I nod, waiting for him to continue listing procedures and tests. Instead, he takes a small step back from the gurney and asks, “Does your father have a living will?”
I freeze. No emergency room doctor has asked me this before. I answer, evenly, yes. “Do you have durable power of attorney?” Yes.
Visibly relieved, he looks me in the eye and gently but pointedly asks: “Does your father want us to employ extreme measures” — he pauses one heartbeat for emphasis — “knowing that he is not likely to improve?” The two nurses flanking the doctor look at me kindly.
I smother my rising panic. I must stay calm. I need to think. The doctor has given us an opening, a chance to consider our options.
I know what I want: I want to stop the insane cycle of hospitalizations and heroic life-saving treatments. It is not helping my father. He is getting sicker. He is dying. And I am exhausted beyond belief. I have no energy for family or friends, and my career has suffered. I want my life back.
I am acutely tempted to answer, “Of course not — my father would not want heroic measures.” But I hesitate because I know it might not be true. In the past, he has wanted everything possible done. This night is different, but I do not know if his answer would be different.
I look at my father. It is hard to tell if he is conscious. No one else is looking at my father. Everyone is watching me closely.
Finally, I say out loud the only thing I know to be true. “In the past, my father has asked that everything possible be done.”
Then I bend over my father and ask him in a clear, strong voice: “Daddy, do you want to be intubated again? Squeeze my hand if you want to be intubated.” I wait, but he does not squeeze. Instead, he surprises us all by nodding his head. He is weak, but the nod is unmistakable.
One nurse grunts and rolls her eyes dramatically. The other mutters, “Oh, brother — here we go again,” and shoves a stainless steel instrument cart closer to the gurney. The doctor, more professional, remains impassive as he suggests I leave the room. “It is difficult to watch this procedure. Most patients struggle and flail, so we will have to use restraints.”

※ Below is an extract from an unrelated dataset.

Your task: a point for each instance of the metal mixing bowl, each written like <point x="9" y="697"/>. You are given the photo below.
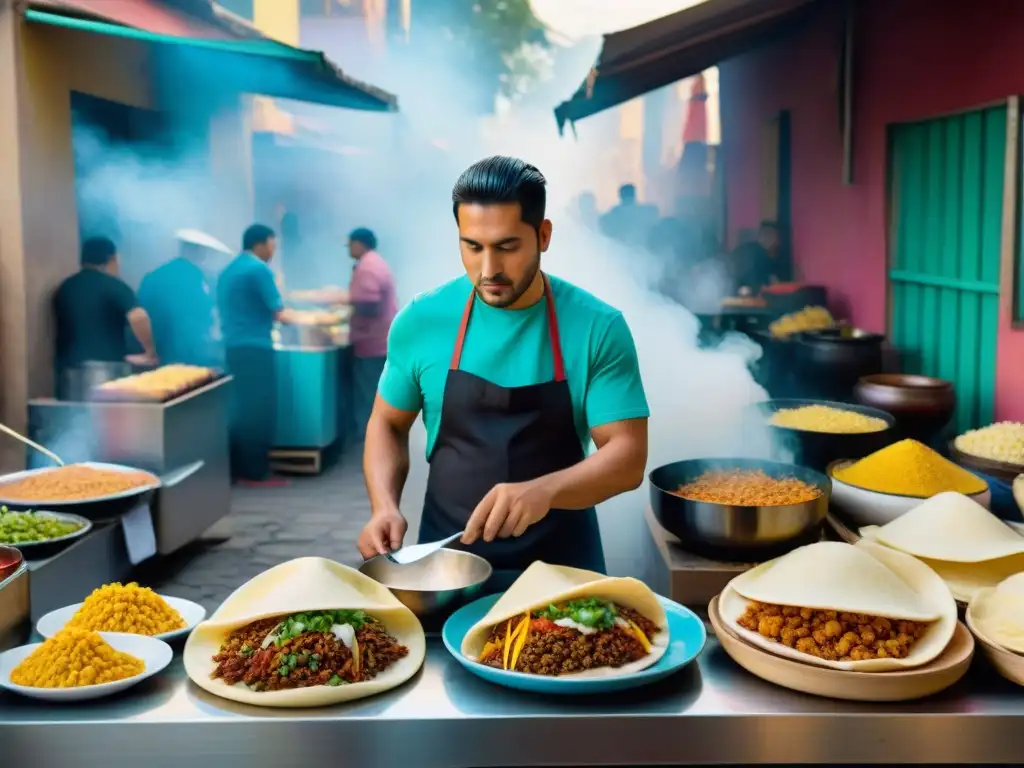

Yes, I know. I kiss my father on the cheek, tell him I will be back soon and head to the waiting room.
What the doctor and nurses do not know, what I hesitate to admit even to myself, is that I almost gave them the answer they wanted: the reasonable one. But I would have been terribly wrong.
My father never really recovered. He could never again breathe without a respirator, he never left the hospital bed, and he eventually needed dialysis and a feeding tube. Six months later he died of heart failure.
I suppose my father’s decision was a mistake. But it was his mistake to make, not mine. My role was to support my father, no matter what, and to tell the truth, no matter how hard.
The byline states that the author is an editor and writer in St. Louis, which of course in Olam HaZeh — this world — is in keeping with the way we define ourselves. And she herself made no mention of religious belief.
But it could have also said: Ms. von Stamwitz hears her conscience, and obeys.